If it's common mode, it will appear even on literally the same ground.
The ground of the circuit is quiet. But that doesn't explain why capacitors won't decouple it to ground.
That was first things first. Now we can deal with normal (differential mode) filtering.
Capacitor lead length matters, because physical length equates to inductance. They are proportional quantities. If, shared in common between the PS output loop and the measurement loop, the capacitor lead length is, say, 5mm, then those 5mm ~= 5nH shows up in series with the capacitor.
The length from PSU output to capacitor lead also has inductance. Together, these act as an inductor divider, at very high frequencies. If they are of similar lengths, you won't have much attenuation -- regardless of the capacitor value!
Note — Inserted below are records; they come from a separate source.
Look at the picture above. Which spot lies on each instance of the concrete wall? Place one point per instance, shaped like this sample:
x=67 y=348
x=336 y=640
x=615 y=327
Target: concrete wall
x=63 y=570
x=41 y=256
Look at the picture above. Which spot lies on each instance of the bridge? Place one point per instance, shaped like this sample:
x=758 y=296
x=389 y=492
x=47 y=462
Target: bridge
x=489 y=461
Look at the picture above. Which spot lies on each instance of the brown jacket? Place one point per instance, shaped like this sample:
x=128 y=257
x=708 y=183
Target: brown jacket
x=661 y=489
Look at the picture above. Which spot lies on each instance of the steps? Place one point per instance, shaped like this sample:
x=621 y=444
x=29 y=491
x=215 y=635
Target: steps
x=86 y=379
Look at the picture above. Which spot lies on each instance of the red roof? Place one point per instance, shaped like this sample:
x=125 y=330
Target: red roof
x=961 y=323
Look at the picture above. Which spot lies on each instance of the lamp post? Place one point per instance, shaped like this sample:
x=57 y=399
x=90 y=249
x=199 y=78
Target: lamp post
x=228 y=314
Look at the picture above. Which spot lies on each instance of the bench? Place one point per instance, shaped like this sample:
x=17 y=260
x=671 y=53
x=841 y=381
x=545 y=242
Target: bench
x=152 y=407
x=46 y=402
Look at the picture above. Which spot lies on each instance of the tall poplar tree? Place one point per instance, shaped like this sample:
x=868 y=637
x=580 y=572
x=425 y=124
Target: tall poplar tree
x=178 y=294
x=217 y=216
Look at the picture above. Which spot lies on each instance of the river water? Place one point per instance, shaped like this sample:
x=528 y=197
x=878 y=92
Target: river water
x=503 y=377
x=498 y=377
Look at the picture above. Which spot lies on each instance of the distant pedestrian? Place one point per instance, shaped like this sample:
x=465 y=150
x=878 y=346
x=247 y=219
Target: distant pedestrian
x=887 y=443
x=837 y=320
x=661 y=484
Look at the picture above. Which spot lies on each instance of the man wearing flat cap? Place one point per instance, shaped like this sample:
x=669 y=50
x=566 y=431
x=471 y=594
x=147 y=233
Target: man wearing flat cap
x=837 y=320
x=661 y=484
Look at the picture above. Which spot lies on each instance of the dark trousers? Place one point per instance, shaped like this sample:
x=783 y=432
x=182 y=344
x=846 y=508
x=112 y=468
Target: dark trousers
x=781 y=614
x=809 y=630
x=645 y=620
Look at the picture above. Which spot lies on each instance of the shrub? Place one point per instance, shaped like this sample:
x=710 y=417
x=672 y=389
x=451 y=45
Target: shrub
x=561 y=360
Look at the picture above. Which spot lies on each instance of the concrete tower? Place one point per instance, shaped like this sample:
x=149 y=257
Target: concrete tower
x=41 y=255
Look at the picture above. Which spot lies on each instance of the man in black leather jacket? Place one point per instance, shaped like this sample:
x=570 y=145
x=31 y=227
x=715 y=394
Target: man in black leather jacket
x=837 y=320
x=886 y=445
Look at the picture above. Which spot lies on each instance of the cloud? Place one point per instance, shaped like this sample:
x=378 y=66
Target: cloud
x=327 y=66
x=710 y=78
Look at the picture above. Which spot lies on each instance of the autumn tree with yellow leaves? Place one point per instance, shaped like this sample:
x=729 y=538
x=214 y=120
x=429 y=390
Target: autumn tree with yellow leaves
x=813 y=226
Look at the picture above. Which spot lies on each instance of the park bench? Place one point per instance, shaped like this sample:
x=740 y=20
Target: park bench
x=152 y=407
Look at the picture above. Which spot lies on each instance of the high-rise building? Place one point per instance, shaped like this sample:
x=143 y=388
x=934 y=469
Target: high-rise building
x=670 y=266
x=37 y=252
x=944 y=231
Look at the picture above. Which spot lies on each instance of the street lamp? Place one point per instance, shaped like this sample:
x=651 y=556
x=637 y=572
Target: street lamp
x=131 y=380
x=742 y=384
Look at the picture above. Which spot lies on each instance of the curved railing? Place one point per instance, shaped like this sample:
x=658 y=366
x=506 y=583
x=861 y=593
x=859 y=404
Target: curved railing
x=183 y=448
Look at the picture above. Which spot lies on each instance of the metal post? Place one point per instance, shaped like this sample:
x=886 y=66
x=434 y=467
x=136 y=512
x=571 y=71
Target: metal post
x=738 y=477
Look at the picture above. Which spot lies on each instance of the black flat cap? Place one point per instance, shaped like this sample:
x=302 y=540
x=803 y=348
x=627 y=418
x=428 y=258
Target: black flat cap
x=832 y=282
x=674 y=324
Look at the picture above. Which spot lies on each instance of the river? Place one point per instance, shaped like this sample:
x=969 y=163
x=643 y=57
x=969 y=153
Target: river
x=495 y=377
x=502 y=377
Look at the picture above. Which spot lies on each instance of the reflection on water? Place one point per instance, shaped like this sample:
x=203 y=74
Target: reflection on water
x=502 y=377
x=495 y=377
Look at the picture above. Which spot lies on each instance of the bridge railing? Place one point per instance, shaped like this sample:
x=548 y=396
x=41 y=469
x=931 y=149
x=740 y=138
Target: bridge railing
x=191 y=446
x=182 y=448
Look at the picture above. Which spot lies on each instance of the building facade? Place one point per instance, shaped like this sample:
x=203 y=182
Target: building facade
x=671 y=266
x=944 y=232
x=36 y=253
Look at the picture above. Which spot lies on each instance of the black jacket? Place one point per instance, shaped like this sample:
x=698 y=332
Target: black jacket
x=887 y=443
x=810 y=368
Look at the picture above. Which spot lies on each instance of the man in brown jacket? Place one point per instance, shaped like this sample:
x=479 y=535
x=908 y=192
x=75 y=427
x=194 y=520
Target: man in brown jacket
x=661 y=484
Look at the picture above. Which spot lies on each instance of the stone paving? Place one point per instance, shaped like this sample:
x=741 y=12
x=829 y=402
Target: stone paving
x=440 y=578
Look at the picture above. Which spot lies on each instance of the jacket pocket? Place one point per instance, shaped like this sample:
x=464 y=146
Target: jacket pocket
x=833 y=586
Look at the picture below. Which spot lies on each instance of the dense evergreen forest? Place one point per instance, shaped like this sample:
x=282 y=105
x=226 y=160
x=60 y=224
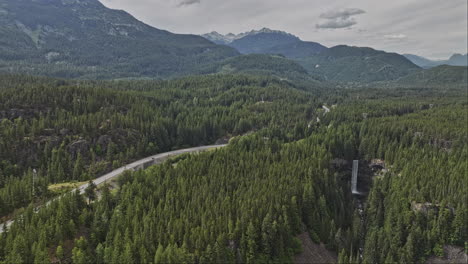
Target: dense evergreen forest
x=75 y=131
x=245 y=203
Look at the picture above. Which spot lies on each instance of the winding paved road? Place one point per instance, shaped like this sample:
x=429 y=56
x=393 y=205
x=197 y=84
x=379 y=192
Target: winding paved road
x=137 y=165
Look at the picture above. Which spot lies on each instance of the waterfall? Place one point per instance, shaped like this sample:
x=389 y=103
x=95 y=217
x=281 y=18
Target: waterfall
x=354 y=178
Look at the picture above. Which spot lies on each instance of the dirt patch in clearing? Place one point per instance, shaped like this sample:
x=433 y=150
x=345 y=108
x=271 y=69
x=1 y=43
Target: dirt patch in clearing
x=313 y=253
x=452 y=254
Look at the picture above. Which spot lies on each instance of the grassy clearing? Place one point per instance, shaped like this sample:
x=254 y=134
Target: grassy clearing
x=61 y=188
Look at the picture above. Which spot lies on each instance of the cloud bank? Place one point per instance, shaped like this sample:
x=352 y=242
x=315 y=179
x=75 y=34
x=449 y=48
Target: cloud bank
x=182 y=3
x=341 y=18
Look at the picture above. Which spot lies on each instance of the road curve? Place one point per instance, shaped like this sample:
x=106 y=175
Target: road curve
x=137 y=165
That may be what you are observing here.
Simple fix? Swamp the cap ESL by throwing more inductance in series between the cap and PSU. 1uH would be enough (as you note, 100uH is kind of a lot).
You want sqrt(L/C) on par, or lesser than, the load resistance of the circuit. So, 15V 100mA is 150 ohms, so you might want 50 ohms or less. An R+C2 in parallel with the C helps dampen it further, usually using C2 = 3*C or so, and R = sqrt(L/C).
And yes, the same filter applies on the input side, give or take L and C values because of different V and I values.
The noise measured between grounds may be a problem yet. For this, you need a small capacitor between grounds, and much more inductance. This is because of two things: one, this is a high impedance path, so C should be small, and L large; two, you usually want minimal C here, which means even higher Z and L. The inductance is provided by common mode choke(s). CMCs also have some diff mode inductance (leakage inductance), which can be used with, or as, part of the diff mode filter. This is how typical line filters work, and the same designs and concepts probably apply here.